When I was a child, I could see life's track laid out straight and clear in front of me: high school, college, career, marriage. I knew what would happen and I knew when. I would have three children and live on a chunk of land and have horses and dogs and generally live happily ever after. All went according to plan. Early on in high school, I decided I would study biology in college, so study biology I did. I was, and am, fascinated by how things work, but that did not translate to a career. I did not want to become a doctor or a researcher. I worked my way through college, never wavering from the pre-determined course. It was the path I had laid out for myself, so it was the path I took. And then, when I attained the degree, and began interviewing for jobs in biological research, I slowly became aware that, while I was fascinated with the mechanisms of life, I could not work the kind of job such knowledge gained one. I was, for the first time in my life, without a clear path in front of me, so I stopped. I could not see a way forward, so I did not move forward. Paralyzed by the indeterminate outcome of any decision I might make, I chose instead to make no decisions.

And the uncertainty of my life in career terms leached over into all aspects of my life. Stagnation, indecision, inertia. At first I struggled against the quagmire that had me in its grasp, tried desperately to break free, but each failed attempt chipped away more and more at my strength of will, and I gradually gave up all attempt.

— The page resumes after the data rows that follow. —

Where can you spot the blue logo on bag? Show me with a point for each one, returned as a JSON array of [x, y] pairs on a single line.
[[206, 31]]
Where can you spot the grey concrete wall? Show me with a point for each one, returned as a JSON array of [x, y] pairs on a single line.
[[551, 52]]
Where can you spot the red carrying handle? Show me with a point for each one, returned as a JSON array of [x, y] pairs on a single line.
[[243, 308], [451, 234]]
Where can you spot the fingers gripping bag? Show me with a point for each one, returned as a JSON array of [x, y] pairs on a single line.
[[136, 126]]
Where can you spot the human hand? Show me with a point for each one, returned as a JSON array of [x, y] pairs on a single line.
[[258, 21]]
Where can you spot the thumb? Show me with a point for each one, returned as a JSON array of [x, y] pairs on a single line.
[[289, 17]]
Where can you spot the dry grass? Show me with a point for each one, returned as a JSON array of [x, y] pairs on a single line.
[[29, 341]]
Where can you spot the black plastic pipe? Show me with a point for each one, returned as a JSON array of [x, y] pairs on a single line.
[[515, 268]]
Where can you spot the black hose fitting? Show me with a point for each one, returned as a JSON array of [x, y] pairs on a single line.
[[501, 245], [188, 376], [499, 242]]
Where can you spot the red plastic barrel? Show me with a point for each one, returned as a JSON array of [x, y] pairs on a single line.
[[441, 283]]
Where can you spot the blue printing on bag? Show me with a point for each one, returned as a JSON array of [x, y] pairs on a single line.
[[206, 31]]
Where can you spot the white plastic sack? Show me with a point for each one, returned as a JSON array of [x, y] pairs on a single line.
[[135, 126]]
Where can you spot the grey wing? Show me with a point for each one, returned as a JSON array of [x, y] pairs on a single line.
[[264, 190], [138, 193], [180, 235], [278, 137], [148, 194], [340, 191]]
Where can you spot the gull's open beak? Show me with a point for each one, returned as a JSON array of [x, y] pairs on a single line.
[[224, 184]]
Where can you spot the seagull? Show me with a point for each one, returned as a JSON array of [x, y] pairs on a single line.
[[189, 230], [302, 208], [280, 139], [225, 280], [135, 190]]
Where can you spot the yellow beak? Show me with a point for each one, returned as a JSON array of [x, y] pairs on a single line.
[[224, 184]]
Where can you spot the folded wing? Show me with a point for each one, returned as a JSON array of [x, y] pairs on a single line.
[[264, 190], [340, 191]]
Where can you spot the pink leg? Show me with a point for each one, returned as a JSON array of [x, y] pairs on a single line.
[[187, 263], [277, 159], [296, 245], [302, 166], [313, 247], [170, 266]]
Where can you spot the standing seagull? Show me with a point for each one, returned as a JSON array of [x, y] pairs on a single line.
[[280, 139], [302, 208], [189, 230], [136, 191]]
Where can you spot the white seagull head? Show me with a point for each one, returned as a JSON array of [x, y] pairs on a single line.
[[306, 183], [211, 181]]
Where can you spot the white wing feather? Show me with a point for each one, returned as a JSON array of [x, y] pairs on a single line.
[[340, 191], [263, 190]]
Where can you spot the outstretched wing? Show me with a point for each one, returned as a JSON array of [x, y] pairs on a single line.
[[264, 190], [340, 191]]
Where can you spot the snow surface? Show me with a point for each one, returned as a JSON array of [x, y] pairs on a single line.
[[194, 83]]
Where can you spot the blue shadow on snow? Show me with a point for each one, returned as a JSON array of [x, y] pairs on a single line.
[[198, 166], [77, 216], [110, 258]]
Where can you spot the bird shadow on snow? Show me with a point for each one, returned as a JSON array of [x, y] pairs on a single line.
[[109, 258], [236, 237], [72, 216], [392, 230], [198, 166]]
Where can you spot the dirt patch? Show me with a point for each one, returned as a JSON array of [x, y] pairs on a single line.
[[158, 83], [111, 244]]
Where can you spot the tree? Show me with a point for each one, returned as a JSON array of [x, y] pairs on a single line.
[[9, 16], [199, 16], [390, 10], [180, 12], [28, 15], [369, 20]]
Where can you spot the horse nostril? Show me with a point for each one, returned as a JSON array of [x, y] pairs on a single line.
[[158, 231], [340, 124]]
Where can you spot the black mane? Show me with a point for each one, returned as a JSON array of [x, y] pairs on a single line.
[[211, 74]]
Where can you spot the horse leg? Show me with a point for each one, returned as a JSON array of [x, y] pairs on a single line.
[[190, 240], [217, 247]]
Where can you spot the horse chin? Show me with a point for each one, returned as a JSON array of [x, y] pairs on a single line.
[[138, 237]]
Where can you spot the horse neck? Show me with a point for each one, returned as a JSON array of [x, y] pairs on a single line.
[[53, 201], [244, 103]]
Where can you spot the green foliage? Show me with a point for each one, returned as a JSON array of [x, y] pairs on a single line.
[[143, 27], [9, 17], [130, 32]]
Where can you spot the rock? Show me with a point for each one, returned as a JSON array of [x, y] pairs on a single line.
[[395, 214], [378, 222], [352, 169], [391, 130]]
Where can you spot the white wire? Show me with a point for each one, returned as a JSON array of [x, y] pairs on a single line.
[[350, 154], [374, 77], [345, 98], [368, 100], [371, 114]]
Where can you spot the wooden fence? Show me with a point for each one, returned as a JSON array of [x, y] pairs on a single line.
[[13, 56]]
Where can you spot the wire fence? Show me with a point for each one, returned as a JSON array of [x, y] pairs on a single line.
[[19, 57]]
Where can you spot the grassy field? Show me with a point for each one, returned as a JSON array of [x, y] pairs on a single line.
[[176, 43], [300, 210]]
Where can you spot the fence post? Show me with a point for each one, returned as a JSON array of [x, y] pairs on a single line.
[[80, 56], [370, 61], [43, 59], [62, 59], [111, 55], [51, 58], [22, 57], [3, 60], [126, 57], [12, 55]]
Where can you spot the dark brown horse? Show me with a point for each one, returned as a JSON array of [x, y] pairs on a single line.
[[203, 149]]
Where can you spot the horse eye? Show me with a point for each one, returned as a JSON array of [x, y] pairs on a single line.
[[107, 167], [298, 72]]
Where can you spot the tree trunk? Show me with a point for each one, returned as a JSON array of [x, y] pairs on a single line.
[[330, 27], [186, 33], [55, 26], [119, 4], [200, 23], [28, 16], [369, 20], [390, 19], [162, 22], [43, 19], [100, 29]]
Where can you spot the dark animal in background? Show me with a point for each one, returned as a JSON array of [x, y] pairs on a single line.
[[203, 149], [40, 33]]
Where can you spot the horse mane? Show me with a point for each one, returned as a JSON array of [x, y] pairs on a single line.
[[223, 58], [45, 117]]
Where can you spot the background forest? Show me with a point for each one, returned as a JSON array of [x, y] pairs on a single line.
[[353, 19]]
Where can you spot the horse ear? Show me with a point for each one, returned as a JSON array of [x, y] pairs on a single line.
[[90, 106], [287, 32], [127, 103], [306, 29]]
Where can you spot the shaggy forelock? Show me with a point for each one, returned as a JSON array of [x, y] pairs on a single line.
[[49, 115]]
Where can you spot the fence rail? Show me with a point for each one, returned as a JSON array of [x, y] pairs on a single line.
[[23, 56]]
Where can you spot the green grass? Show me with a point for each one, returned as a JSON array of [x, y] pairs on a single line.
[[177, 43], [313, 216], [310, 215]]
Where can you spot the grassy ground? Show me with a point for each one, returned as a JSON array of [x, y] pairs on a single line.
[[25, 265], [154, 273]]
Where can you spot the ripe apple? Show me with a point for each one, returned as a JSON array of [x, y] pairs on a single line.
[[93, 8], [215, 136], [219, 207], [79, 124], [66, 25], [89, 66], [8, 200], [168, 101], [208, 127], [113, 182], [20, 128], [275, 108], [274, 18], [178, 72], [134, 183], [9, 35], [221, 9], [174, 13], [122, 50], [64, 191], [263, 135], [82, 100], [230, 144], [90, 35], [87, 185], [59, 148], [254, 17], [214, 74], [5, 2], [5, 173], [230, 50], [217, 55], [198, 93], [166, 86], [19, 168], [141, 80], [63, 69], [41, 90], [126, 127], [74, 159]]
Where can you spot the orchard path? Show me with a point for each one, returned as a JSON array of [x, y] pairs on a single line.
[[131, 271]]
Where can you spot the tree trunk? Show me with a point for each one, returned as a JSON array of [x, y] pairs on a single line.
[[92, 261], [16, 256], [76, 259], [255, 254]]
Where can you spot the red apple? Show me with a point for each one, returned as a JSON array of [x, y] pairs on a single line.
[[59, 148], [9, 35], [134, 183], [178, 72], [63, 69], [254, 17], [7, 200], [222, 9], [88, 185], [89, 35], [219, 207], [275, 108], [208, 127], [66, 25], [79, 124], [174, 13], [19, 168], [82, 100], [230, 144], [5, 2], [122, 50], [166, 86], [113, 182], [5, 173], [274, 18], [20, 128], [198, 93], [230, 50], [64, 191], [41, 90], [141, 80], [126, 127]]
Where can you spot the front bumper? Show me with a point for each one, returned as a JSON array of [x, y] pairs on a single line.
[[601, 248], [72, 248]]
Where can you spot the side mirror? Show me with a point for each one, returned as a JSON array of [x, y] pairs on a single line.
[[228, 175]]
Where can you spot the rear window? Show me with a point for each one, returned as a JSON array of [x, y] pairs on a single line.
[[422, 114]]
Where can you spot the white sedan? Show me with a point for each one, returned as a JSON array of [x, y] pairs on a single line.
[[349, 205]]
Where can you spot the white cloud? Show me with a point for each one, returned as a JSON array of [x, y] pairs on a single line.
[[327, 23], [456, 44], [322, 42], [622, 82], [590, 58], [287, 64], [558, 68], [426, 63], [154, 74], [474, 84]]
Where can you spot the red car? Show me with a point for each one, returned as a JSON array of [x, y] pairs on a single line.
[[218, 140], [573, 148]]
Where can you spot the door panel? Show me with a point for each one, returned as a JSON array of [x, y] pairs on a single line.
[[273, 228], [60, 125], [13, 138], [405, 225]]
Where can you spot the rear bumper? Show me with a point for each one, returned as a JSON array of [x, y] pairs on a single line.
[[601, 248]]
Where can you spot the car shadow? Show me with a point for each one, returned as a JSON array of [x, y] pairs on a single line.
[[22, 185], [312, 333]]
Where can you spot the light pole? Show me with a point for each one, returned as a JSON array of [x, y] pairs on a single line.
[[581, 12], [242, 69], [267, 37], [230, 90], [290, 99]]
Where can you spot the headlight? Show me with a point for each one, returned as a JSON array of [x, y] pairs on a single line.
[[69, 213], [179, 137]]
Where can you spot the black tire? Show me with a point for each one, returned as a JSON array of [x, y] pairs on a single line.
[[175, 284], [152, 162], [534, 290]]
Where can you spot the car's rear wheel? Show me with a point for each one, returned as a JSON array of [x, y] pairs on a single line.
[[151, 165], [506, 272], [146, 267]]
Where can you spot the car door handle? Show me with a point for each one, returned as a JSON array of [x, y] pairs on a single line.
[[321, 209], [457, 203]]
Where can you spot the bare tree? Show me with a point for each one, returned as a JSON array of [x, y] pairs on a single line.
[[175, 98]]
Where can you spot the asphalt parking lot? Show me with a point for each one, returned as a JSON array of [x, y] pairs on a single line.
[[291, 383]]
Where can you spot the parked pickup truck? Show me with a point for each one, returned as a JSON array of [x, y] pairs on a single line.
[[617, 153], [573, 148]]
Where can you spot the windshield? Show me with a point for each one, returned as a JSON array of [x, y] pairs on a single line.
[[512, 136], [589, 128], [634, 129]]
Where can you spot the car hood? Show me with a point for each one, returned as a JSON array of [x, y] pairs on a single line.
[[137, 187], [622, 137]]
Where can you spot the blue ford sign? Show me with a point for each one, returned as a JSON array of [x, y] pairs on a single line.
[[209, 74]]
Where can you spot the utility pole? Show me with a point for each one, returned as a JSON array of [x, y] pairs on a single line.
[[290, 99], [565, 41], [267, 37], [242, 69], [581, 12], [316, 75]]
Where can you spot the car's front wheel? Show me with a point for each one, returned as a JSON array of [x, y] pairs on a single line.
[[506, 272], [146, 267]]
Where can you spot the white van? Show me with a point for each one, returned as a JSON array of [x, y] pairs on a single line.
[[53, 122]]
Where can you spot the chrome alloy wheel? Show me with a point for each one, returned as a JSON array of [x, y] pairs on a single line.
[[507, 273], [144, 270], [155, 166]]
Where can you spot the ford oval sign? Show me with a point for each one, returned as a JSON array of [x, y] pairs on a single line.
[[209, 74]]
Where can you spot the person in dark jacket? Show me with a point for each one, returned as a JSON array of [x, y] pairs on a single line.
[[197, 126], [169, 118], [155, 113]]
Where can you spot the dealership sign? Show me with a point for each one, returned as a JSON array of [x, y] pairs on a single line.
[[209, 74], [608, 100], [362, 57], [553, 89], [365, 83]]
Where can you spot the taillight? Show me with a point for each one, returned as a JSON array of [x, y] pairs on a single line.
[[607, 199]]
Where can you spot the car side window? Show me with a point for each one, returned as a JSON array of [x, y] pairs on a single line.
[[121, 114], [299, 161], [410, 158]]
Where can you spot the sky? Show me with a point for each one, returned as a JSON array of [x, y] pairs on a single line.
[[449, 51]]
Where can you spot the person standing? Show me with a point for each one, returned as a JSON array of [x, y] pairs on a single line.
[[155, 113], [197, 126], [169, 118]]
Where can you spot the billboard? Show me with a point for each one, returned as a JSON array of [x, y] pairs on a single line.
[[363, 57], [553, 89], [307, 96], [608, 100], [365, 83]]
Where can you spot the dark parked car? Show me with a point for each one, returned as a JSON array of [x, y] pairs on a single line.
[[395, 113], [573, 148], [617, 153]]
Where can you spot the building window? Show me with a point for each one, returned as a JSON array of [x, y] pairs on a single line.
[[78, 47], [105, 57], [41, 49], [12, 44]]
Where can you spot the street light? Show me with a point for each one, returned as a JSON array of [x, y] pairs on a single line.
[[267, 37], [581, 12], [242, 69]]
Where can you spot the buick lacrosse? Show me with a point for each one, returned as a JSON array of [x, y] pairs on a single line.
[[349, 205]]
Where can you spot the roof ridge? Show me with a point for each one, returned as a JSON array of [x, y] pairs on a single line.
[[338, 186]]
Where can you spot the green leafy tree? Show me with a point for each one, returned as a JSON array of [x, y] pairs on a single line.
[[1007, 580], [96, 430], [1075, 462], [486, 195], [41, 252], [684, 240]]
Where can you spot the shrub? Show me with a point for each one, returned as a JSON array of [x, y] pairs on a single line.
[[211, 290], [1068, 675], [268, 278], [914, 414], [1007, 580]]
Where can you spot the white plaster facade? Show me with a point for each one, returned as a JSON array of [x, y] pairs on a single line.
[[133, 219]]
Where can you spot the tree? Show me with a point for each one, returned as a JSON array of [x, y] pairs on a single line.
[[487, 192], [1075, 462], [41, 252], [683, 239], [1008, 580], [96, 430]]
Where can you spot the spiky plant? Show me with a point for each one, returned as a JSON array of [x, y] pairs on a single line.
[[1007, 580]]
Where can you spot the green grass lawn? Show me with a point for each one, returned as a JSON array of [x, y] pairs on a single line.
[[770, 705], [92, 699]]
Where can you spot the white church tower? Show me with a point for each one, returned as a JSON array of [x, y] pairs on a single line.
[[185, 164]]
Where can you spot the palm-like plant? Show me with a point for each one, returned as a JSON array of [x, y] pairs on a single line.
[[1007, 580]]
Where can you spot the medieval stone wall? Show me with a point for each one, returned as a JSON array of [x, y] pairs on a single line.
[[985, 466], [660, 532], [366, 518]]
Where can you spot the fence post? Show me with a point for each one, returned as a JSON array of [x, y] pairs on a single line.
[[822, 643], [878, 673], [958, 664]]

Until a series of events--a death of a friend, making new friends, a remembrance of the person I was before I slowed to a stop--freed my feet from the immobilizing muck. Slowly, dimly, fitfully, the tracks ahead of me become illuminated. No longer one track moving straight forward on its pre-determined line, but a myriad of tracks, shadowy, uncertain, but thrilling nonetheless. Where before I followed the line to its end, now I see before me a spider web of inter-connected, criss-crossing paths, each one leading off in a labyrinthine track of uncertain end. And as I reach each intersection, I merely have to decide which path seems right at that point, and I need not worry about the end. If the path I choose leads me somewhere I do not wish to go, I only have to pick another at the next crossing.